When she eventually came downstairs, her handmade deerskin shoes contrasting against the quiet color of lilac, many of the humans had already arrived. They stood stiffly and were conversing in a similarly rigid formality. She passed carefully through the large room, looking at each of their animal-faces and smiling politely. Coming within close quarters, she could smell their perfume, but no scent could cover that slight smell of fur. Alette found a dark corner and stood to watch. Animals in dresses and dark pressed suits. Animals standing with their first hooves crossed, staring into space. Animals entangled awkwardly in embrace with disproportionate heads aligned shoulder to shoulder.

Passing an attractive young doe of a woman wearing a revealing sheath dress, Alette sat tentatively, wondering if the delicate knob-legged couch could really support her weight. As she relaxed, she watched as the humans arranged to dance, ‘arms’ entwined as they looped and waltzed merrily.
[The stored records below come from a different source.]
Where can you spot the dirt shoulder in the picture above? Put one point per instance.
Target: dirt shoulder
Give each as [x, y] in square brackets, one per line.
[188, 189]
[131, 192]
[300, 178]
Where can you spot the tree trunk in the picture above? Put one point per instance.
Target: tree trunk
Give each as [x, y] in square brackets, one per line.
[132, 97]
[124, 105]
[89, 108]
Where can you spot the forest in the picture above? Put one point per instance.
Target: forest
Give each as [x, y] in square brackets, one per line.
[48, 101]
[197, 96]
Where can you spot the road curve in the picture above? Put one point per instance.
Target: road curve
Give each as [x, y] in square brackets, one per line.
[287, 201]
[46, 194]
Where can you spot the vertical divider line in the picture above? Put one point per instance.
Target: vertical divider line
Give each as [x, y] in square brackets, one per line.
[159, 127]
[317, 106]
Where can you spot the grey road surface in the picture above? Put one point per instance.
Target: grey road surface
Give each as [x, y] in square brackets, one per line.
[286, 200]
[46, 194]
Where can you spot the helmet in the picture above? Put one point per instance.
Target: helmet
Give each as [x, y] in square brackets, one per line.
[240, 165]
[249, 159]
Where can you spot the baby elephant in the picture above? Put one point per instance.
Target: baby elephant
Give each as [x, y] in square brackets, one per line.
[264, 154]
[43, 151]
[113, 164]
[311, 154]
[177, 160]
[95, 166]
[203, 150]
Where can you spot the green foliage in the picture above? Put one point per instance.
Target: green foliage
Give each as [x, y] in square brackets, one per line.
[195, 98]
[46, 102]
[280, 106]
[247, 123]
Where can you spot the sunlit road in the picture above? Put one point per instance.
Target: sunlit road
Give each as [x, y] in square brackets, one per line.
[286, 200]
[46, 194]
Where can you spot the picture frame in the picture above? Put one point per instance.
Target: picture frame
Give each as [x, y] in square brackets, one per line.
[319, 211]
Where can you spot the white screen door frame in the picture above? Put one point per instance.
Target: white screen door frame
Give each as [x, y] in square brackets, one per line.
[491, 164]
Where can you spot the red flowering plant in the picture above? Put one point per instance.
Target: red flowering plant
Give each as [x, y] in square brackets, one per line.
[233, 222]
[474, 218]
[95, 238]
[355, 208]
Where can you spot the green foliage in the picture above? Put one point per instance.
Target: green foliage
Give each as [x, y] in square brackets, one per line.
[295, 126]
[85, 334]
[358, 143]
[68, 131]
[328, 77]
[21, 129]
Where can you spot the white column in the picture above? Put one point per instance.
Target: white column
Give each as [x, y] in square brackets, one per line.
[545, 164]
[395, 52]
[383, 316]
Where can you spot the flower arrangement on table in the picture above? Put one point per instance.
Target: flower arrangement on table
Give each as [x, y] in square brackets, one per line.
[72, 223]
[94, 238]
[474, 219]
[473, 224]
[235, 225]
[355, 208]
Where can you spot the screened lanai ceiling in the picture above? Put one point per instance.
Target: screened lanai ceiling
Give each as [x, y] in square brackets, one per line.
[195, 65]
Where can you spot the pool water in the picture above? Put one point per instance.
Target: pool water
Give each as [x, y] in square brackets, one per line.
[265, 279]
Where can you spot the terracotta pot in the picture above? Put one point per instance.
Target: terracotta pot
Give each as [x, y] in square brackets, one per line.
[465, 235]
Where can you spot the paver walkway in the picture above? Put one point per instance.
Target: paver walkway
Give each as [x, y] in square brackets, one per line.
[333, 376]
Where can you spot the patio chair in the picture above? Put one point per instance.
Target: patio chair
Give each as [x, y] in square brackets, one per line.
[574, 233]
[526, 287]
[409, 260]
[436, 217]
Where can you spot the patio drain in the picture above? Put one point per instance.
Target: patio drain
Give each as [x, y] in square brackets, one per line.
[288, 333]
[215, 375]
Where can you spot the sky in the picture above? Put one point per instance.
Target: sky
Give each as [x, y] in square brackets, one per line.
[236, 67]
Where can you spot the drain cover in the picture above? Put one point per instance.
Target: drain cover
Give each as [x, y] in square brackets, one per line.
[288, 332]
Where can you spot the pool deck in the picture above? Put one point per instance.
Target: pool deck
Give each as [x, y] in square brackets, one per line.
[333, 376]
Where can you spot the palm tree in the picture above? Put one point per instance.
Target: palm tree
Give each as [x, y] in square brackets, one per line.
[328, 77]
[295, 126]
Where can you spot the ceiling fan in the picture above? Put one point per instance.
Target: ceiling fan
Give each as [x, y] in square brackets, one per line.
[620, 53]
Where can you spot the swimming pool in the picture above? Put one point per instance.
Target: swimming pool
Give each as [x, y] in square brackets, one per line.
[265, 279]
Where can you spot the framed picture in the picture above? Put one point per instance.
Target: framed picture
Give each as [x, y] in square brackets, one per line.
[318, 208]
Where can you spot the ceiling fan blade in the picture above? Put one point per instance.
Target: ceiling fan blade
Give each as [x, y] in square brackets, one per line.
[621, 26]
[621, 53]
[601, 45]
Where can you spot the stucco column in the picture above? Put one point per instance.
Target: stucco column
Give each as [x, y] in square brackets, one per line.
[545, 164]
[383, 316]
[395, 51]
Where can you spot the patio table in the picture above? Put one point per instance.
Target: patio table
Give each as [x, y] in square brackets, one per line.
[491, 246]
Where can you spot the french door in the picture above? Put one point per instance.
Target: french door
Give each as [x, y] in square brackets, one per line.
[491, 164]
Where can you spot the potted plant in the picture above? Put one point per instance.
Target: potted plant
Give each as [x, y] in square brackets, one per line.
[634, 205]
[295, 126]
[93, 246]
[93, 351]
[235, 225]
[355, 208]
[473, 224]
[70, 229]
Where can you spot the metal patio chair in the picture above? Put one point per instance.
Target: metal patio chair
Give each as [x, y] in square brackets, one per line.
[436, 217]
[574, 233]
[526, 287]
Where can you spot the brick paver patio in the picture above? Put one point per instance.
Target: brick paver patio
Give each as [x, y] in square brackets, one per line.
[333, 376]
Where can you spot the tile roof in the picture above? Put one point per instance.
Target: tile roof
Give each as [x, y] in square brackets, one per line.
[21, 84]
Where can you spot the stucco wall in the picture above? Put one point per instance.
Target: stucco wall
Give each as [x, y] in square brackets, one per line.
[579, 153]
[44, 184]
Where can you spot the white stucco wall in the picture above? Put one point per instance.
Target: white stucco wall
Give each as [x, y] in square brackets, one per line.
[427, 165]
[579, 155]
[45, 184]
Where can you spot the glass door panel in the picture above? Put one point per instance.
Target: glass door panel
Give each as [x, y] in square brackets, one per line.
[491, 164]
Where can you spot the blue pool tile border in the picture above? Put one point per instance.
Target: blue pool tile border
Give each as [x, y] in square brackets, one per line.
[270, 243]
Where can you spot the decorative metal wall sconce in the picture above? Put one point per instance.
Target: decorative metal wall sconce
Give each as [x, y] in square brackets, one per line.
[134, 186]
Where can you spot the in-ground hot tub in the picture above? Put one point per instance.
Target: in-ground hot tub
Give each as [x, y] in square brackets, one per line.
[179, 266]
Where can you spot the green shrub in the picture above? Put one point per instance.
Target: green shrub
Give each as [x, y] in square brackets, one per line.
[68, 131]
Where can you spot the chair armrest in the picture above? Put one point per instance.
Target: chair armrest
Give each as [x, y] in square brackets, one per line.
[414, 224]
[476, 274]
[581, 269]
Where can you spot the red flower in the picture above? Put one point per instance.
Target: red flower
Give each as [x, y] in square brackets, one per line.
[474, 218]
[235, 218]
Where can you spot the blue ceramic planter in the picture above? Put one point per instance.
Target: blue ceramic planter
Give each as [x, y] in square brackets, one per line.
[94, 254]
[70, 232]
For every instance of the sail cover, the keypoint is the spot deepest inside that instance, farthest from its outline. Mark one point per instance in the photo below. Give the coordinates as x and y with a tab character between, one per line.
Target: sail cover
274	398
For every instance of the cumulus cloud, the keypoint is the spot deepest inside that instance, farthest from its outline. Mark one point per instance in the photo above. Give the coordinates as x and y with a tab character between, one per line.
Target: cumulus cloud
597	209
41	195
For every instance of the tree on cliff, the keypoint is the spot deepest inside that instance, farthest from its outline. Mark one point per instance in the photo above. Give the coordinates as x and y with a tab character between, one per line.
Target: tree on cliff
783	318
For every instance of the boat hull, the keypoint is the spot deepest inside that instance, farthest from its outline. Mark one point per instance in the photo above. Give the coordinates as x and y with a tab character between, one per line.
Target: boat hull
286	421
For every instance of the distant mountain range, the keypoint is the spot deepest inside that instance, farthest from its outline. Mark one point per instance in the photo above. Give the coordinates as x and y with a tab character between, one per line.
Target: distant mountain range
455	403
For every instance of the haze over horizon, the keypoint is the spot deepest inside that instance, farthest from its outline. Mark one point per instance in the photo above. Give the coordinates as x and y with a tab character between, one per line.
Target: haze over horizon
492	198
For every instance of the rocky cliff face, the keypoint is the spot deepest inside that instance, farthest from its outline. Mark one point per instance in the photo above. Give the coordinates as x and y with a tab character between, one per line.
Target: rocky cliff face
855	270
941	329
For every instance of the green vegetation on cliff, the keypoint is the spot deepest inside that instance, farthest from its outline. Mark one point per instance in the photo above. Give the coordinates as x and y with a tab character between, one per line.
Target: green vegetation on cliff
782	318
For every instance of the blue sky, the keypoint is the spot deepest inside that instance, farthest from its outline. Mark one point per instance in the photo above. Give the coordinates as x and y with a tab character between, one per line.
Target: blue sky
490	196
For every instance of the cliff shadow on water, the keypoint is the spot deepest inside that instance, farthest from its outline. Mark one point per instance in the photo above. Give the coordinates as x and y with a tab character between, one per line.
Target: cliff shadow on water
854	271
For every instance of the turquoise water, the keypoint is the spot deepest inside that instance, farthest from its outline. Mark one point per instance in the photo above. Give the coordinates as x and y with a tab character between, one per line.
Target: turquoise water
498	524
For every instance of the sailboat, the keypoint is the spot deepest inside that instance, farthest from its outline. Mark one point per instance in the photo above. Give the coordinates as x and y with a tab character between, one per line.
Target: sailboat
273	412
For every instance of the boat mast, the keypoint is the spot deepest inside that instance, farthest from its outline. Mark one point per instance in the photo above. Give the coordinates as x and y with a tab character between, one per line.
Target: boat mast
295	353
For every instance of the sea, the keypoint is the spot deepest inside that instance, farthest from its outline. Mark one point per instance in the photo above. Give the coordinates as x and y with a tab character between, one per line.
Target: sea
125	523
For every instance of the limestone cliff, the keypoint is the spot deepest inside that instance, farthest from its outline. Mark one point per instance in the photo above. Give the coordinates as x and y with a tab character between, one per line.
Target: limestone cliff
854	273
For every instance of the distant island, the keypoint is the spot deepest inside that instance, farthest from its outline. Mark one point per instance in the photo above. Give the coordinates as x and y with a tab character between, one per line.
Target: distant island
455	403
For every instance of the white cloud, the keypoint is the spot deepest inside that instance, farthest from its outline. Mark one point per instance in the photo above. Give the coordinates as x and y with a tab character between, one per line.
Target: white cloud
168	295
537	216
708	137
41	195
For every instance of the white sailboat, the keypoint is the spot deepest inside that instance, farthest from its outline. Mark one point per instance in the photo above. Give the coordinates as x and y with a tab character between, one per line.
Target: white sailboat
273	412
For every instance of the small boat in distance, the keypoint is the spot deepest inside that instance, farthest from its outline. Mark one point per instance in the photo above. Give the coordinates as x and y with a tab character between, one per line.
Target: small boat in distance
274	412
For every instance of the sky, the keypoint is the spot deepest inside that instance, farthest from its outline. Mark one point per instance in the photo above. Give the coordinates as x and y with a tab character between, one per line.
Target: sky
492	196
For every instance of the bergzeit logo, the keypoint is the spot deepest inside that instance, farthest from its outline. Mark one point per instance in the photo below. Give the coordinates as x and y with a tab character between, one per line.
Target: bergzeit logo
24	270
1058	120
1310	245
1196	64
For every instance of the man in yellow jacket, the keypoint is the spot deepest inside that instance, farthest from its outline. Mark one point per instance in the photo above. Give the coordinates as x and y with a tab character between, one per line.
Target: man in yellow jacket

Their black eyes gleamed in the light of the fireplace. Their clothes appeared infested with many unnatural colored fireflies, small colored lights reflected, as they twirled past the sad looking grandfather tree. It sat modestly near the staircase, covered in heavy baubles that weighed down its strong old arms. The hooves tapped rhythmically, a sound that could put Alette to sleep, creating a slightly off feeling of home. But she kept her half-lidded eyes well focused on the scene, absorbing the moment, thoroughly entertained. The music softly sang the taps onward, gently masking the floor’s echo.

Watching their jubilant play, she could only stifle a giggle each time their antlers would nearly bump the delicate chandelier. Her aunt stood among them, giving her a half-glanced glare, oblivious to the appearance Alette could see. She could catch the mirror-image of human faces, ones like her aunt’s, as they passed by the windows, reflective with light against the darkness outside. Normal, as they see me, Alette thought.

As the dance slowed, a few of these men and women felt obliged to approach and make polite conversation. As she spoke she found herself having difficulty lying about hobbies and activities, so different from hers in this world. It would take hours to explain the voices, the methodical lifestyle of reason, the things she went about within her daily life. These social creatures would not be able to understand the intricacy of spotting and avoiding the hunter’s net, the skills required to disarm and dispose of them. They could not relate to the fun in listening to interesting conversations between the fish or the scavengers of the night. So she spent much of the evening sitting reclined in the pompously soft sofa, trying the different cube shaped snacks on the crystal platters, sipping the fresh bubbly apple juice that made her nose itch. Early into the night she grew impatient and crept outside, calmed by the cool air. She could hear the ground squirrels getting cozy in their nests, and the opossums hunting for food, comfortably hidden within the thick cover of shrubs.